Memur-Sen Genel Başkanı Ali Yalçın ise “İşverenin referans aldığı, hakemin sorgulama yetkisinin bulunmadığı bu oranlar; bugün emekçiyi enflasyon karşısında ezilmeye, gelir kayıplarımızı ise büyütmeye devam ediyor” ifadelerini kullandı.

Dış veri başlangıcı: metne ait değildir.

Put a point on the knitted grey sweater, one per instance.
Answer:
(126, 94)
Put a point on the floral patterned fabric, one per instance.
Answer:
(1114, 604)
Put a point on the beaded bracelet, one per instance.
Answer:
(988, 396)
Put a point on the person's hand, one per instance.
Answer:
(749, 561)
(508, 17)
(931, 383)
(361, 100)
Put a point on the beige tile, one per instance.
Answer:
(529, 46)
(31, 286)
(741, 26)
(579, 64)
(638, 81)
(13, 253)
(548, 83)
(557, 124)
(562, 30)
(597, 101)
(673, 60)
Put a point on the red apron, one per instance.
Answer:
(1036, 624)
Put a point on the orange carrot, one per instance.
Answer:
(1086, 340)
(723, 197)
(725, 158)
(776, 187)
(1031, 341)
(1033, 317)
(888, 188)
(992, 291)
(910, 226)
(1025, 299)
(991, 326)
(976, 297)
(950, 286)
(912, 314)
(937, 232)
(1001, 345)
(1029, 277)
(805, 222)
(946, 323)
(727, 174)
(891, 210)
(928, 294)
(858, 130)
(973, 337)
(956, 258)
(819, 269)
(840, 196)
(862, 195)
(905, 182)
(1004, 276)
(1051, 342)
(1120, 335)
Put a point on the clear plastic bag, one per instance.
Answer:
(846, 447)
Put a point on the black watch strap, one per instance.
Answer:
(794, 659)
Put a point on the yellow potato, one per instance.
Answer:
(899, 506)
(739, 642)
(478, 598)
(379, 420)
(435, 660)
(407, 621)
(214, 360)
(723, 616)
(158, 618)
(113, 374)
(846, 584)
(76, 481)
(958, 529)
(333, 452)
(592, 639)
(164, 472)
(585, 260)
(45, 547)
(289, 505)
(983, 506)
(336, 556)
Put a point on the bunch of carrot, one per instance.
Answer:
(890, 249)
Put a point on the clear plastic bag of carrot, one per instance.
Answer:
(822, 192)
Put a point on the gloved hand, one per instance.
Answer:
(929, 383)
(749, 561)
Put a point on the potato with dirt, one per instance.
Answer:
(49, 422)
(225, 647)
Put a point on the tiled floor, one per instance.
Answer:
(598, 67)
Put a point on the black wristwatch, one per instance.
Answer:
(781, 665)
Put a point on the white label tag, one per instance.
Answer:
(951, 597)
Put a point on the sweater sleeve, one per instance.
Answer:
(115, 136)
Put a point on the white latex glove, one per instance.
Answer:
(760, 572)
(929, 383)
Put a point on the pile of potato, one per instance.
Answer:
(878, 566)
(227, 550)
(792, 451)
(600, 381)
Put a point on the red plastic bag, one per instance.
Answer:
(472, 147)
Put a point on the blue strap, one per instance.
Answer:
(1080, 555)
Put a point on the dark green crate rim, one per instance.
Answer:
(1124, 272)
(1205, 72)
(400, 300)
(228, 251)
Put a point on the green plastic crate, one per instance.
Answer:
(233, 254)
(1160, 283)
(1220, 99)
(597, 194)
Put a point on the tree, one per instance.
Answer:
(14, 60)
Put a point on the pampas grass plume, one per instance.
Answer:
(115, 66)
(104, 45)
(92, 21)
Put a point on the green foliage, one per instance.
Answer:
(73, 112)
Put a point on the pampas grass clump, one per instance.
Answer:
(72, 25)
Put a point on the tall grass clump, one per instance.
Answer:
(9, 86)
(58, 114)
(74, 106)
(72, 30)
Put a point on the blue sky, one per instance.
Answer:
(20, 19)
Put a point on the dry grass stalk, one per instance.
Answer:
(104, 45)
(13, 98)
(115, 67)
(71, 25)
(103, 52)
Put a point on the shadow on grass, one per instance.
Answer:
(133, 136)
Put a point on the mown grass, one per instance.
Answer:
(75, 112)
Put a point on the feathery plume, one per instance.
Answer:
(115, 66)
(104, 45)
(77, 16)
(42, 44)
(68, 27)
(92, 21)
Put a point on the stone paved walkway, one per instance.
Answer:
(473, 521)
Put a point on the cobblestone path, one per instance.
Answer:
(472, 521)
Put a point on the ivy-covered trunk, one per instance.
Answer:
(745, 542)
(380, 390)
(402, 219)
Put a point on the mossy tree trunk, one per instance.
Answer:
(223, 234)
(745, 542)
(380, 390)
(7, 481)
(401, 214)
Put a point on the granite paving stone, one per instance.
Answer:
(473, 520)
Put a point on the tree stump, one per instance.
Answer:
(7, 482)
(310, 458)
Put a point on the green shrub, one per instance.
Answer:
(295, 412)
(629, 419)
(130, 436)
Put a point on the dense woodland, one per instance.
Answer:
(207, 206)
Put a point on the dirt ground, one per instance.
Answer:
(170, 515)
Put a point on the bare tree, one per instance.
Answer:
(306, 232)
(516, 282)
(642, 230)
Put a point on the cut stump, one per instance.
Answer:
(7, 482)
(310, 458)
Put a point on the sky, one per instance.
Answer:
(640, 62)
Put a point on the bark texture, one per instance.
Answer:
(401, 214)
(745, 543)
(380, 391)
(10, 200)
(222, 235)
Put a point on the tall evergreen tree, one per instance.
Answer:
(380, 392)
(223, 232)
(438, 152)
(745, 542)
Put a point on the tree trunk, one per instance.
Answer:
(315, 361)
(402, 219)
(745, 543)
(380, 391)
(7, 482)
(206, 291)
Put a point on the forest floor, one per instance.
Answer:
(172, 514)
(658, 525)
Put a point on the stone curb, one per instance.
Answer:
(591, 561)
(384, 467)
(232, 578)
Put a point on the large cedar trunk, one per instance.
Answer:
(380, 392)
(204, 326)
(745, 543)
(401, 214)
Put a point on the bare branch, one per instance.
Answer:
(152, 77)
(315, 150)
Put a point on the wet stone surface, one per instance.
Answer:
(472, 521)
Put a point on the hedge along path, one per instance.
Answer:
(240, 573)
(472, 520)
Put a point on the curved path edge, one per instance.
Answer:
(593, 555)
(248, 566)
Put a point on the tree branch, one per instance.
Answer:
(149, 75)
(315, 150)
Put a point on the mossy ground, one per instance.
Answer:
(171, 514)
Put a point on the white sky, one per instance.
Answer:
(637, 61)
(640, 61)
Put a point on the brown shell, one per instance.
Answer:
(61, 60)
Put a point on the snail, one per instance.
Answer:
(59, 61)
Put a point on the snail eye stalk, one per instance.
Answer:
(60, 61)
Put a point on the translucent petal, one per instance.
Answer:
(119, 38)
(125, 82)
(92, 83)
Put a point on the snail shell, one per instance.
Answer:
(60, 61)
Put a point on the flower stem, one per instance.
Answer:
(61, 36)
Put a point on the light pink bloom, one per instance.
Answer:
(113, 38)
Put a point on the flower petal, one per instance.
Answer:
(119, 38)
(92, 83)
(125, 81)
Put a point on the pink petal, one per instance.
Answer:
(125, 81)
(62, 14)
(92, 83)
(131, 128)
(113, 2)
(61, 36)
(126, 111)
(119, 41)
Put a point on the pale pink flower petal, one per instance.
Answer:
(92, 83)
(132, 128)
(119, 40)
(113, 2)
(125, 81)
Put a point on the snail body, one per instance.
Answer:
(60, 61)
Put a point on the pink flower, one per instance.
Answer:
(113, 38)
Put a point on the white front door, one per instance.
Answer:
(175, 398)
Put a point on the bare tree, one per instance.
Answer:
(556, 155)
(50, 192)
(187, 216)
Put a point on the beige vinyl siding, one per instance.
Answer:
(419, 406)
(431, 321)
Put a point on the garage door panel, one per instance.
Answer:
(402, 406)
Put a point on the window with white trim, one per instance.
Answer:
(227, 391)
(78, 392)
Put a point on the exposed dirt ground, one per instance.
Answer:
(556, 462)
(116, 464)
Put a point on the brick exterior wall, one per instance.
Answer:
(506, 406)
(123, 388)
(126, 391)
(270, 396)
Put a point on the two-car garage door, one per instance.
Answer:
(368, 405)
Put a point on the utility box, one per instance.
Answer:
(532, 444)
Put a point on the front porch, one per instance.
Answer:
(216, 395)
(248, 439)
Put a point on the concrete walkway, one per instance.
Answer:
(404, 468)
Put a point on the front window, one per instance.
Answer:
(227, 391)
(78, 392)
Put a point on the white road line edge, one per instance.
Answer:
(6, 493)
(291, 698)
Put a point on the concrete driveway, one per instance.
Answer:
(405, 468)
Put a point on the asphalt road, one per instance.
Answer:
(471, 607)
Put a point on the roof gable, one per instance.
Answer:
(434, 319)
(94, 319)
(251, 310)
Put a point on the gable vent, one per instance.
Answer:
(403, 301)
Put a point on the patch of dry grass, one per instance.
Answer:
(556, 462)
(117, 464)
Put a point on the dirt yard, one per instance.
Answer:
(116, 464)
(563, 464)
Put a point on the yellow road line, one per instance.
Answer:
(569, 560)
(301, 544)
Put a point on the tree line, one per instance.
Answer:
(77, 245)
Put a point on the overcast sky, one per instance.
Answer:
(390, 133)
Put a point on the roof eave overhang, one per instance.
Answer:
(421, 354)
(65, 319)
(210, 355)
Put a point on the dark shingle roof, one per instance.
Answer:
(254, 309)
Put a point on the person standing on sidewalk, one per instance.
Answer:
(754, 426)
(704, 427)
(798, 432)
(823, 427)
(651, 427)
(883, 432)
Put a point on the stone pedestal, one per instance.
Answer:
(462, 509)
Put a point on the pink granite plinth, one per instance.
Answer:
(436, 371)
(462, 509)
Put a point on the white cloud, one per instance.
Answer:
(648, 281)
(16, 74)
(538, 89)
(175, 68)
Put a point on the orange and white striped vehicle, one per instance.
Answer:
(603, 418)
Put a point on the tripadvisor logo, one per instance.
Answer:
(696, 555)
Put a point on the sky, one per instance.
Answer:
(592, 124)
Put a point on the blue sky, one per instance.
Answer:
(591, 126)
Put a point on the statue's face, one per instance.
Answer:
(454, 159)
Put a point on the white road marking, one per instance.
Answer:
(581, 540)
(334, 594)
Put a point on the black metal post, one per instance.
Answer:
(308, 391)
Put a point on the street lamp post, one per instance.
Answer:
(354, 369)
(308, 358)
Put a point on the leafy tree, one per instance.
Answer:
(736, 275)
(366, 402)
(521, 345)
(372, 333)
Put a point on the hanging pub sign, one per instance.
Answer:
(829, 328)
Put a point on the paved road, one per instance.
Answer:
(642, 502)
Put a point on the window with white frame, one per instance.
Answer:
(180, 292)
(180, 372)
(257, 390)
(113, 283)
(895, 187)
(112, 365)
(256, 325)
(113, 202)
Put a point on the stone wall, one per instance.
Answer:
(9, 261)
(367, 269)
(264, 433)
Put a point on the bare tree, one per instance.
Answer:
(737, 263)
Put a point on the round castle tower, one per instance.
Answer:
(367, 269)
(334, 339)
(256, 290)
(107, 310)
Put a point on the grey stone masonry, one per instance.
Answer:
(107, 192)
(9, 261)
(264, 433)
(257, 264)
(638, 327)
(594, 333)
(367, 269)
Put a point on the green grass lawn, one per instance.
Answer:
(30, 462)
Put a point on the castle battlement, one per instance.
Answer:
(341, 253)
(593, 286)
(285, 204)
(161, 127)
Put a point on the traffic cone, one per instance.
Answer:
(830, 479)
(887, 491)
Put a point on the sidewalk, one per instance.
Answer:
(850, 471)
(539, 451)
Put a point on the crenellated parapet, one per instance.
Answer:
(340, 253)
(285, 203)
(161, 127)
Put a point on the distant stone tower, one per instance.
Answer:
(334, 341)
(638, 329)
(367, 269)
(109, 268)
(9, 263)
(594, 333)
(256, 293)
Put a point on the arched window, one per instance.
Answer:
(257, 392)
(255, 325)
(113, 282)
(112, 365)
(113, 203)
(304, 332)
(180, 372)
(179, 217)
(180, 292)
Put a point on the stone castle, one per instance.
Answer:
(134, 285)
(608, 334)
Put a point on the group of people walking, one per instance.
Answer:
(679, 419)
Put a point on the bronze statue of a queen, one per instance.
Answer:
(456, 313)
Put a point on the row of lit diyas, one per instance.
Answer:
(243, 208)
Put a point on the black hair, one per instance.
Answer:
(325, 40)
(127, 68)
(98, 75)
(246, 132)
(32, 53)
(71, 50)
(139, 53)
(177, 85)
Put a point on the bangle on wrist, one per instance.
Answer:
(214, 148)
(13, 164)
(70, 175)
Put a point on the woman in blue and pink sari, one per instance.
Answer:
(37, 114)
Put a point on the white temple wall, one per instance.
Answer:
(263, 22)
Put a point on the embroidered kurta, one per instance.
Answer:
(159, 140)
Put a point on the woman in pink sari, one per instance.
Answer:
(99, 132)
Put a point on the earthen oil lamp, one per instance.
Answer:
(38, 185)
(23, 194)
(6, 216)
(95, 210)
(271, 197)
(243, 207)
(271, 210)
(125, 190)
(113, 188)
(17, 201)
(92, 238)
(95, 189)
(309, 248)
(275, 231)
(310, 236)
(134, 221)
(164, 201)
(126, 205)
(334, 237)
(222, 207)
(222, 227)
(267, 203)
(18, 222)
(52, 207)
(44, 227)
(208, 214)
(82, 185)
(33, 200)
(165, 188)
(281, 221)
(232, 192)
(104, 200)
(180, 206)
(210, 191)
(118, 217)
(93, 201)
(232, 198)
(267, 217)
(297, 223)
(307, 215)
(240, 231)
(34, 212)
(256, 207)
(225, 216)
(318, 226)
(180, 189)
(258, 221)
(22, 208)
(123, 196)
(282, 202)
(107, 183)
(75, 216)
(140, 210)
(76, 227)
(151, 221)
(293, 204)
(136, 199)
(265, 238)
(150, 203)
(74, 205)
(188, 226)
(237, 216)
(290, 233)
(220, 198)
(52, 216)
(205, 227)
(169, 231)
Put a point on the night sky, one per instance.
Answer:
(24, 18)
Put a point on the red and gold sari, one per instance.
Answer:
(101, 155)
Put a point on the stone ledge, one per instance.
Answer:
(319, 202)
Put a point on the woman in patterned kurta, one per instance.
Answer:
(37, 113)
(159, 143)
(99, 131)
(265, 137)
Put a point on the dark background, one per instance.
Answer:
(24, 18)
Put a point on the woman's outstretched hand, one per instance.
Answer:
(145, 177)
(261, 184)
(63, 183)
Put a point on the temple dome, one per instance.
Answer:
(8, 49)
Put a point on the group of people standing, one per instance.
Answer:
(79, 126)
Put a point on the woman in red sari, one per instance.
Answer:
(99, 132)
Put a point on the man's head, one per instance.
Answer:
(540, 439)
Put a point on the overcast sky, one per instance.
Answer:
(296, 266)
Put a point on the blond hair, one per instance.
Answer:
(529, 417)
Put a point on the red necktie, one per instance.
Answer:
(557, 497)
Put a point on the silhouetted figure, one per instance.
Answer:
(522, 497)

MAAŞLARDAKİ ERİME ÇOK HIZLI
Ekonomist Hakan Kara’da sosyal medya üzerinden yaptığı paylaşımda, “Son dönemde katıldığım her toplantıda dinleyenlere şu anketi yapıyorum: 2025 yılında enflasyonu yüzde 30’un altında tahmin edenler elini kaldırsın. Genelde hiç kimse kaldırmıyor. Sonra aynı soruyu “açıklanan resmi enflasyon” ifadesini vurgulayarak tekrar soruyorum. Epeyce el kalkıyor. Mevcut dönemde enflasyonu anlamak için hizmetleri takip etmek önemli. Hizmet enflasyonunda son üç ayın eğilimi halen yüzde 47 civarında” dedi. Ekonomist Özgür Erdursun da “TÜİK Enflasyonuna göre; yüzde 11.54 enflasyon farkı alan memur ve memur emeklilerinin iki ayda yüzde 7.41’i, yüzde 15,75 enflasyon farkı alan SSK ve Bağ-Kur emeklilerinin yüzde 7.41’i gitti. En düşük emekli aylığı 14 bin 469 lira olarak belirlendi ve 2 ayda emekli aylığında artışın bin 72 lirası enflasyon ile gitti değeri 13 bin 396 liraya düştü. Aylığı 20 bin liraya çıkan emeklinin şubat sonu itibariyle bin 482 lirası gitti. Alım gücü değeri 18 bin 518 lira değerine düştü. Asgari ücret 22 bin 104 lira, şubat sonu itibari ile satın alma değeri bin 637 lira düştü, 20 bin 466 lira değerine geriledi” ifadelerini kullandı. Prof. Dr. Soner Gökten ise dar gelirlinin ve fakirin gerçek enflasyonunun yüzde 4 ila yüzde 5! Yani gıda, kira, ulaştırma olduğunu aktardı.
HÜKÜMET CEPHESİ MEMNUN
Sosyal medya hesabından rakamları değerlendiren Hazine ve Maliye Bakanı Mehmet Şimşek, enflasyonun 9 aydır gerilediğini söyledi. Şimşek, “Temel mallarda yıllık enflasyon geçen yılın aynı ayına göre 32 puan düşüşle yüzde 21,7, hizmet enflasyonu ise 35 puan düşüşle yüzde 59,8 oldu. Dezenflasyon sürecini destekleyen maliye ve gelirler politikaları ile beklentilerdeki iyileşme sayesinde enflasyondaki istikrarlı düşüşün devam etmesini bekliyoruz. Vatandaşlarımızın alım gücünü ve gelir dağılımını kalıcı olarak iyileştirecek olan fiyat istikrarına ulaşmak için politikalarımızı kararlılıkla uygulayacağız” dedi. Enflasyon Bakan Şimşek’in göreve başladığı 2023 Haziran’ındaki seviyelere yaklaştı. Şimşek’in göreve başladığı dönemde enflasyon yüzde 38,21 seviyesindeydi.
TÜİK DAVASINDA GÖZLER KARARDA
Emekli Yargıtay Üyesi Seyfettin Çilesiz’in, “TÜİK’in enflasyon verilerinin asılsız olduğu” gerekçesiyle, Ankara 6. İdare Mahkemesi’nde açtığı davada, TÜİK avukatları, emekli maaşlarındaki artışın TÜİK yetkisinde olmadığını belirterek, davanın usulden ve esastan reddini istedi. İdare Mahkemesi, nihai kararını 15 gün içerisinde açıklayacak. Konu ile ilgili açıklama yapan Çilesiz, “Açlık sınırının altındaki 8 milyonun üzerinde emekli maaşı alan insanların sorunlarına çözüm üretmek amacım. Mahkeme adil bir duruşma yönetti. Kararı umutla bekliyoruz” dedi. Çilesiz’in avukatı ise TÜİK’in savunmalarında daha çok ENAG, İTO ve Seyfettin Bey’i suçlar nitelikte savunma yaptığına dikkat çekti.